The Consumer Rights Act, which came into effect today, 1 October, is unlikely to herald a deluge of class actions despite the implementation of an ‘opt-out’ system for collective litigation that will enable as-yet unidentified individuals to be included in competition law cases.
The Act reverses the current system which requires all claimants in a collective action to expressly ‘opt-in.’ The rationale in the past had been to avoid unmeritorious litigation and US-style class actions but more recent thinking has come down in favour of making it easier for private individuals and businesses to take enforcement action.
However, the new legislation is not a bonanza for consumers looking to hold businesses to account – it only applies to infringements of EU or UK competition law and to claims brought on or after 1 October 2015.

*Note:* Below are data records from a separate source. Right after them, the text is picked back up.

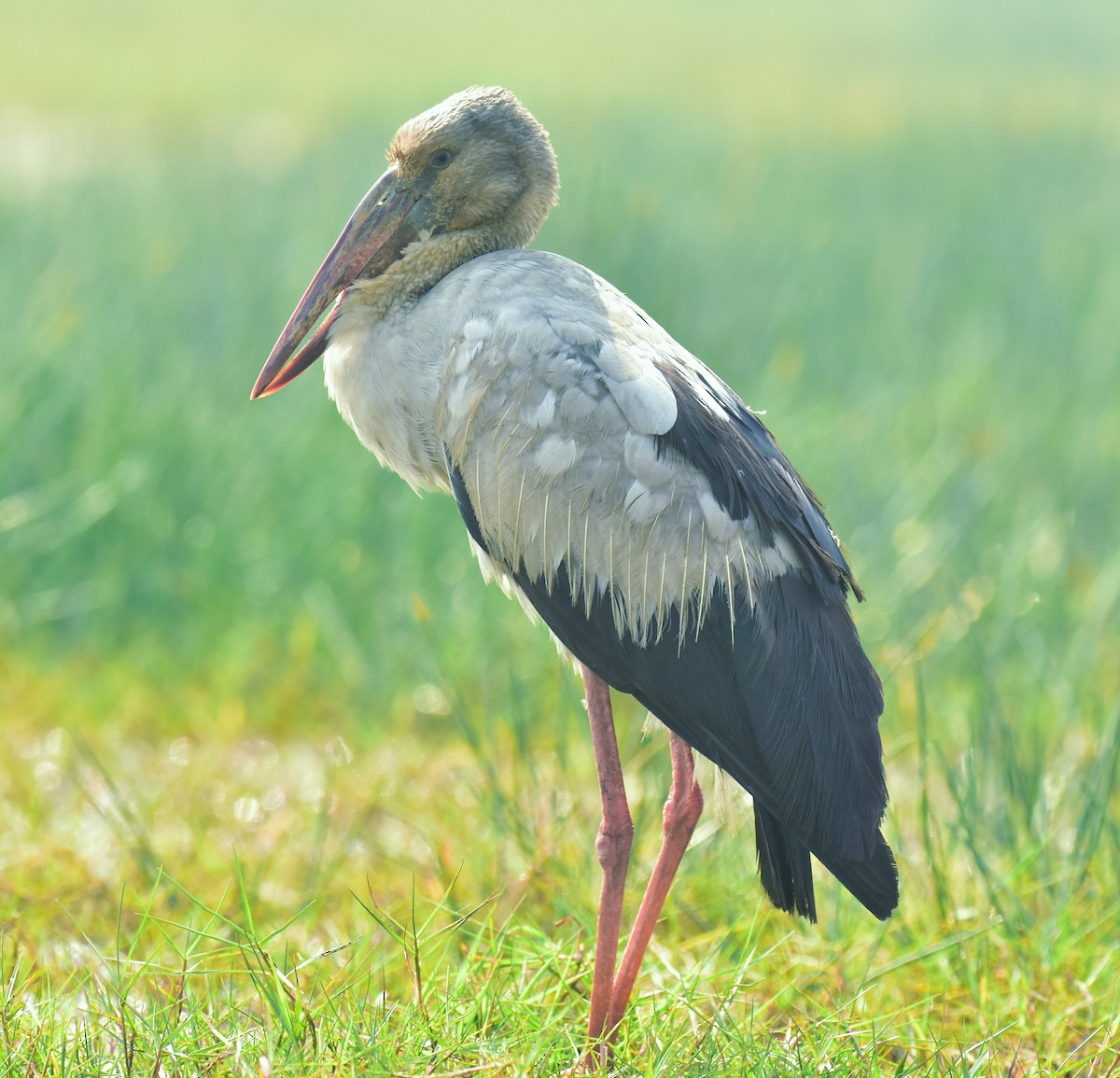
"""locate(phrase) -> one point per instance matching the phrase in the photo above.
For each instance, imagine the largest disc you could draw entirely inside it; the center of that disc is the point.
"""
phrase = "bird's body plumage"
(622, 491)
(628, 497)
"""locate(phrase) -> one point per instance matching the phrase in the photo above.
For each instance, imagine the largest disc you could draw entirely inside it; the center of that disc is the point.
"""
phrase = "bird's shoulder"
(585, 435)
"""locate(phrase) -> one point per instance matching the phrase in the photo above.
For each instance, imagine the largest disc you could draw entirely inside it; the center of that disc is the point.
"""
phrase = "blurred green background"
(895, 228)
(891, 227)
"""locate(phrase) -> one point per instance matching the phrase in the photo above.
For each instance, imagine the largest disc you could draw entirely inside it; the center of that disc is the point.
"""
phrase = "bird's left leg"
(682, 811)
(613, 847)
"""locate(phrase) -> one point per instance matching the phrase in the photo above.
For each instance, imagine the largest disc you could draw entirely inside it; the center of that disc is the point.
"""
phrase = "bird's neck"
(386, 352)
(424, 264)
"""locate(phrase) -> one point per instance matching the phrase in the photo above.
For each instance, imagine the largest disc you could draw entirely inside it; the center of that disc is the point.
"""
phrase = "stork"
(620, 490)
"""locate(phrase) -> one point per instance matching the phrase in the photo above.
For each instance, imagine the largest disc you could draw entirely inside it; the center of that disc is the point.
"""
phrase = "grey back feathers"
(622, 490)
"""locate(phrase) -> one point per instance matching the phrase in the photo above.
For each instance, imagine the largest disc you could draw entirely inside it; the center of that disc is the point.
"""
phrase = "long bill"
(376, 232)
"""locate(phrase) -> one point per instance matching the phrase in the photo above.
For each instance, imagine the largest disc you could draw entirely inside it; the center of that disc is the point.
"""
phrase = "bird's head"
(471, 175)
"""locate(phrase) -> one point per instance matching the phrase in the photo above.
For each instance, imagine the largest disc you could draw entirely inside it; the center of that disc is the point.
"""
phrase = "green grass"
(288, 791)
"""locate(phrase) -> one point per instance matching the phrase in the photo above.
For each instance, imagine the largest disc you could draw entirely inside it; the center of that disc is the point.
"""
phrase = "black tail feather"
(784, 866)
(788, 875)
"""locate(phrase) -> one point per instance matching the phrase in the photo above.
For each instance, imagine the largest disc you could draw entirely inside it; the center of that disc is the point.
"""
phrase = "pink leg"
(682, 811)
(613, 847)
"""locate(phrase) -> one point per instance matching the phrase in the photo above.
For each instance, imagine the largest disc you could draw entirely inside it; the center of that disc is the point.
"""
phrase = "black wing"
(785, 702)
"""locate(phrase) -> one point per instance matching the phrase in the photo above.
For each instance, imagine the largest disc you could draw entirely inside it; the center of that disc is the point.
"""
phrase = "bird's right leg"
(613, 848)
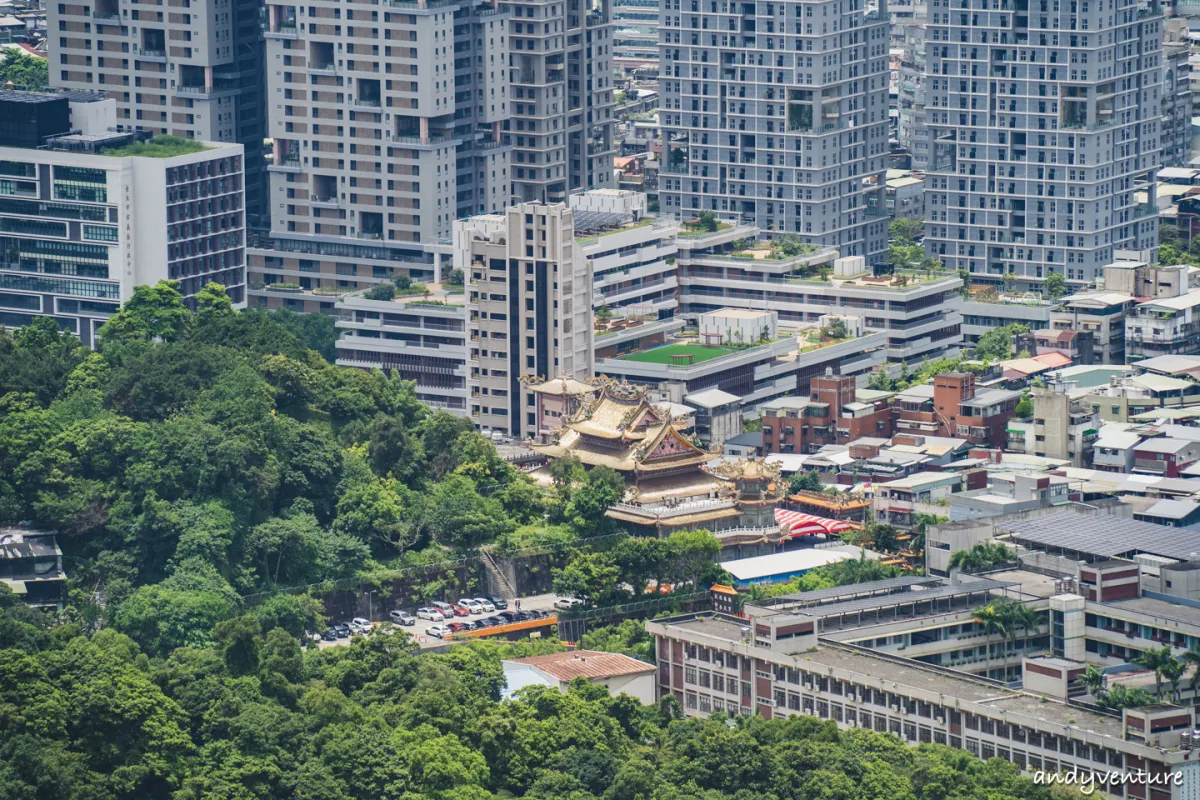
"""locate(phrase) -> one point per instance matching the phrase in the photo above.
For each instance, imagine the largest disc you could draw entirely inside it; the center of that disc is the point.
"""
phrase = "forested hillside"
(199, 457)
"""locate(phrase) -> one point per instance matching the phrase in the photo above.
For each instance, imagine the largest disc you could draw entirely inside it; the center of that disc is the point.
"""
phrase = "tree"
(693, 553)
(24, 71)
(382, 292)
(809, 481)
(238, 642)
(457, 516)
(588, 576)
(1055, 286)
(1095, 681)
(1126, 697)
(905, 230)
(1173, 672)
(1156, 660)
(213, 304)
(153, 313)
(603, 488)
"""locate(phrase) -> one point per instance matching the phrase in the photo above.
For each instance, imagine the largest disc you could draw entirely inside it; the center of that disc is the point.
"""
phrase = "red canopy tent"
(796, 523)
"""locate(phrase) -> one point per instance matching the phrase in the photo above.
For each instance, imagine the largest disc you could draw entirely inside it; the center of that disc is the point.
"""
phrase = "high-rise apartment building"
(1045, 121)
(387, 125)
(913, 128)
(177, 68)
(777, 114)
(528, 310)
(562, 122)
(84, 217)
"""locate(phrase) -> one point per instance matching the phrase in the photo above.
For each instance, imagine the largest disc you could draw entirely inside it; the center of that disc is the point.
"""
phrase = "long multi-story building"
(1044, 125)
(562, 115)
(383, 133)
(777, 114)
(84, 217)
(918, 312)
(178, 70)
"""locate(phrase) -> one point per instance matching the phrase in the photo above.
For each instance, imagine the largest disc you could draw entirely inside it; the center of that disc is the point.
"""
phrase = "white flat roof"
(763, 566)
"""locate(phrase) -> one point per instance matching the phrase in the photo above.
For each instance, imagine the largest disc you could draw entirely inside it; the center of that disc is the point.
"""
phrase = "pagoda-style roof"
(747, 469)
(622, 429)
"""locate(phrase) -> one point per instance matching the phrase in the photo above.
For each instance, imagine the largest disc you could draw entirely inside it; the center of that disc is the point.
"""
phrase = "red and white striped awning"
(807, 524)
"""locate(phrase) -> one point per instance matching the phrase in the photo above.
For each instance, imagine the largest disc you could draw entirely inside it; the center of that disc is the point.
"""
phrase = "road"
(534, 602)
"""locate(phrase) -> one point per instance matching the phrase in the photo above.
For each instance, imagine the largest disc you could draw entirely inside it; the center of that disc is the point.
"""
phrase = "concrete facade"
(775, 115)
(1037, 158)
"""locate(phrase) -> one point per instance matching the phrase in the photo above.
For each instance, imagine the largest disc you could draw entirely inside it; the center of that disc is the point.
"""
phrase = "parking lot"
(534, 602)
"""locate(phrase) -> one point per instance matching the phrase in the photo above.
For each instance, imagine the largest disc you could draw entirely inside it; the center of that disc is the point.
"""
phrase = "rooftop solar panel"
(1107, 536)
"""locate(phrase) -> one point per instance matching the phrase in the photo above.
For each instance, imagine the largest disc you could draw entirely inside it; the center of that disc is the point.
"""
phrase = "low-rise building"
(1163, 456)
(1113, 450)
(1164, 326)
(718, 415)
(831, 414)
(31, 567)
(88, 214)
(420, 337)
(1099, 313)
(1062, 426)
(1171, 513)
(898, 501)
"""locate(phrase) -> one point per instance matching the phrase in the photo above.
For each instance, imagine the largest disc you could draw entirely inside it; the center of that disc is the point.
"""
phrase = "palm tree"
(1192, 657)
(1026, 619)
(1155, 660)
(1095, 681)
(1173, 671)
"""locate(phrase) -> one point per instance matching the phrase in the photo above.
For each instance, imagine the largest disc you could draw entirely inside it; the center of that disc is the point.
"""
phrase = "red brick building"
(831, 414)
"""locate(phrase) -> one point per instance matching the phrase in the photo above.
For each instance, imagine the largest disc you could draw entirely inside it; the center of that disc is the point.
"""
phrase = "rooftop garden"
(160, 146)
(671, 354)
(703, 224)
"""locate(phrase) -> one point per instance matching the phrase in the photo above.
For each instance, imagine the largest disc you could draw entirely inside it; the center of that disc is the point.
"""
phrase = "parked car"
(472, 605)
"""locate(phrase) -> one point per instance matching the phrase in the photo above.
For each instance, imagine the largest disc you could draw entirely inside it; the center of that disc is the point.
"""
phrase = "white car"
(472, 605)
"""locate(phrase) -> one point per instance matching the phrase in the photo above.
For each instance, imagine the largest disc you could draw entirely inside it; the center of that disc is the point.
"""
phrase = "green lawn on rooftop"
(663, 354)
(160, 146)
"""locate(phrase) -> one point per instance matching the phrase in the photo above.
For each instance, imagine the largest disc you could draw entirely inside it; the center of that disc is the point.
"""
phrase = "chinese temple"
(669, 485)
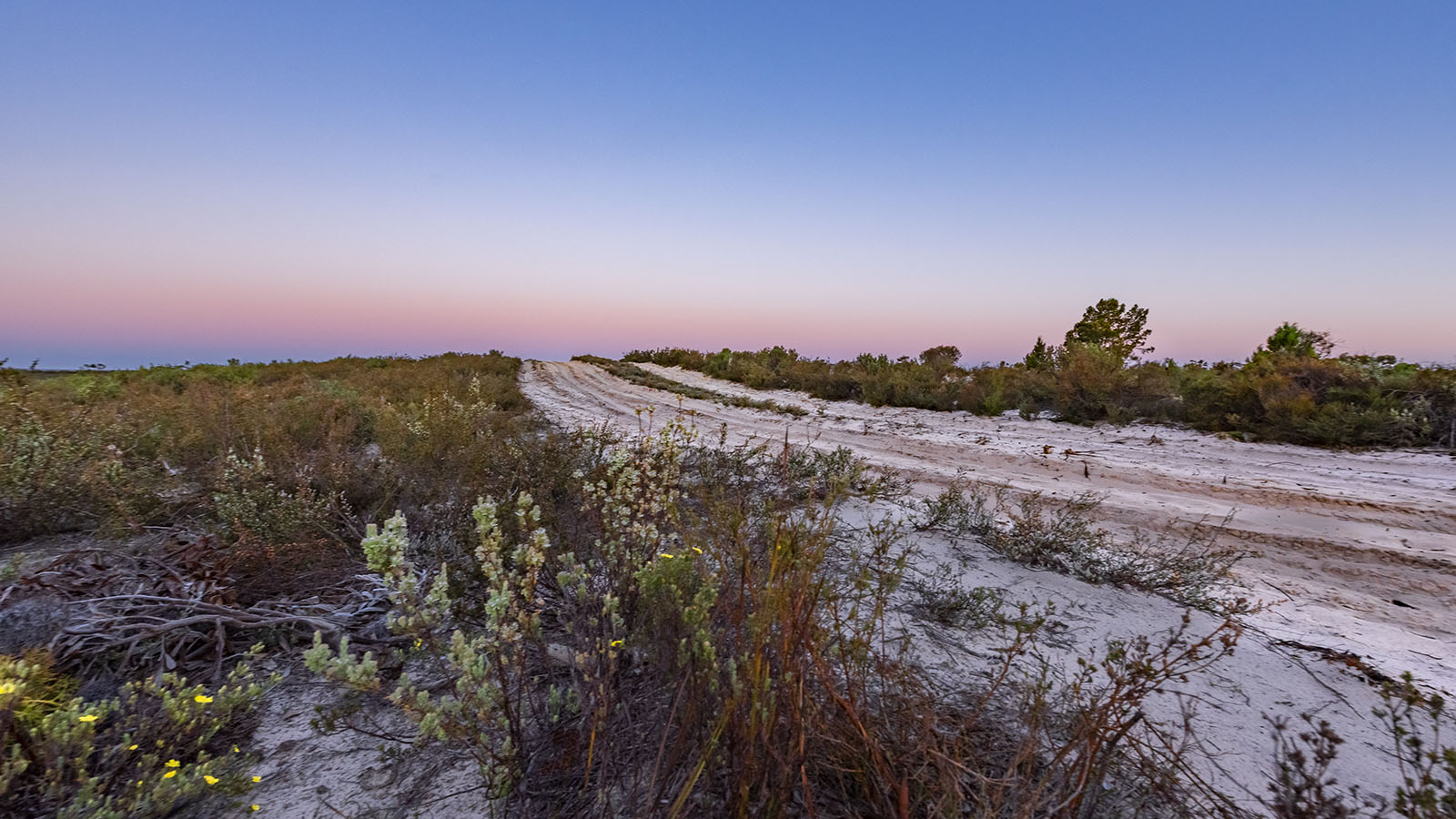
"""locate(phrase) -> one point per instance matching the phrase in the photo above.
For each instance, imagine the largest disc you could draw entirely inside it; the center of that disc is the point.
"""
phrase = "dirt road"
(1358, 550)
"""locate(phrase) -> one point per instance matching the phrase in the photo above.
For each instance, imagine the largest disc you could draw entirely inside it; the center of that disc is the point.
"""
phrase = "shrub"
(159, 745)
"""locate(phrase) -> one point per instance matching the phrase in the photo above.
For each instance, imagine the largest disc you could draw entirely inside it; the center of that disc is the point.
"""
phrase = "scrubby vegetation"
(1289, 389)
(604, 625)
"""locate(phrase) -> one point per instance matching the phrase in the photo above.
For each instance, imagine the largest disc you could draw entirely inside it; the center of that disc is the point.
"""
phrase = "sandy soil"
(1358, 548)
(1358, 551)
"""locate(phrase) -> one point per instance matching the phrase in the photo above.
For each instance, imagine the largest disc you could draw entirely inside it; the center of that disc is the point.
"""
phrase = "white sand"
(1341, 537)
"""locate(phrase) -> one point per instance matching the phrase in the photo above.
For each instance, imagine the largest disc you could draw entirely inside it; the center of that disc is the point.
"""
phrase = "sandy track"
(1341, 535)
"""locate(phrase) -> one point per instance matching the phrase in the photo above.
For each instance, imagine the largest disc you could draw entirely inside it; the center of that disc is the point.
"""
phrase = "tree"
(1302, 343)
(1041, 358)
(941, 358)
(1113, 327)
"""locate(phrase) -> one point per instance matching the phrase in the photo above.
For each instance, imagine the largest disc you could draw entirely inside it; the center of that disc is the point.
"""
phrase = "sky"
(201, 181)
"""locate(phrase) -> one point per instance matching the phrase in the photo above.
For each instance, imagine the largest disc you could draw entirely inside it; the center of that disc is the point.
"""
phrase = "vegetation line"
(1289, 389)
(642, 378)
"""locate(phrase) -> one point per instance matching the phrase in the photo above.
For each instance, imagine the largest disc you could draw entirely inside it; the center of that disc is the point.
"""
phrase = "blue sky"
(198, 181)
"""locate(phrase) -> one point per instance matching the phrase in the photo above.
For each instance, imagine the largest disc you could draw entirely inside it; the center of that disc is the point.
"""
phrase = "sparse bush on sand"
(1290, 389)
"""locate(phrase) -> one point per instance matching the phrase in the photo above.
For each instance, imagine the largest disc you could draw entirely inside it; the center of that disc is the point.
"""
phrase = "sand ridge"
(1358, 548)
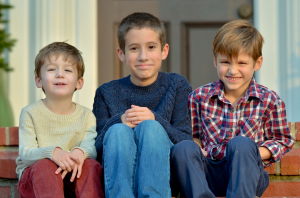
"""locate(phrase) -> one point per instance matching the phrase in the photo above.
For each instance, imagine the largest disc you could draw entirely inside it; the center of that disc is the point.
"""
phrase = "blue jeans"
(240, 174)
(137, 161)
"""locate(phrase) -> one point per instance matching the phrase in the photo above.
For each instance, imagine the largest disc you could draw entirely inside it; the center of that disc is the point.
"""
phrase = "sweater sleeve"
(29, 150)
(103, 118)
(179, 127)
(88, 141)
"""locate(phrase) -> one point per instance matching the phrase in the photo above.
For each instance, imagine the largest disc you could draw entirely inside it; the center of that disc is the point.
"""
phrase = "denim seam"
(105, 174)
(196, 150)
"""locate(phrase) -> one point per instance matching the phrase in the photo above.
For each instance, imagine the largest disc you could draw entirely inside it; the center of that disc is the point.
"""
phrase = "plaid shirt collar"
(252, 91)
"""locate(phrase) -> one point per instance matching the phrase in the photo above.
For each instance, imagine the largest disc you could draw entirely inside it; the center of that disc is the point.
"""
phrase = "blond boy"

The Competition Appeal Tribunal (CAT) will now have jurisdiction to hear cases in all competition infringement actions not, as now, just those subsequent to a previous decision by the relevant competition authority – so-called ‘follow-on’ actions.
In order to safeguard against frivolous and vexatious litigation, the CAT will have to certify that the collective action meets a number of criteria before allowing the claim to go ahead. These include:
- The adequacy of the representative bringing the action – the CAT will only authorise a person to act as a representative if it is ‘just and reasonable’ to do so.
- The collective claims raise the same, similar or related issues of fact or laws.
- The standard costs rules will apply such that the losing party is required to pay the successful party’s costs.
- Exemplary damages cannot be awarded and damages-based agreements, where the acting law firm receives a percentage of the damages if the claim is successful, are unenforceable.
- The opt-out procedure does not extend to foreign claimants who will still need to expressly opt-in.
The new system will primarily apply to price-rigging claims such as the illegal cartel operated by Virgin Atlantic and British Airways some ten years ago in which the airlines colluded to fix air passenger fuel surcharge prices and the current freight cartel action involving BA and eleven other airlines.
It won’t apply to the vast majority of main consumer claims, says David Greene, senior partner at Edwin Coe and expert in Competition Law. “It is unlikely to benefit the very people it was brought in to assist because it only applies to anti-trust actions.”
Mr Greene says that funding is also a big issue because in the opt-out system it is impossible to know the number of potential and actual claimants. He said this could deter third party funders.
Louis Young of third-party funder Augusta Ventures disagrees. “Costs can often dwarf the size of damages especially if they aren’t managed properly. With an opt-out system adverse costs risks are minimal because you only run one claim. This is certainly not a deal-breaker,” he said.
Businesses are understandably nervous about their increased level of potential exposure under the new regime which allows the CAT to assess damages on an aggregated group basis rather than limit an award to the amount of damages claimed by each opted-in claimant and quantified on an individual basis.
This means that the damages paid by defendants could often represent more than that which is actually claimed by members of the claimant group. If this happens, the unclaimed portion doesn’t revert to the defendant – instead the new system enables the CAT to allocate any unclaimed portion of the damages to a prescribed charity or to pay these to the representative in respect of costs incurred.
Whilst the Consumer Rights Act is unlikely to make an enormous difference to competition claims, it will give consumers and small businesses more options in competition infringement cases. If the new system is successful it could have a knock-on effect with product liability cases being the next in line for opt-out collective actions. The recent VW scandal could well mark the first big test of this new regime.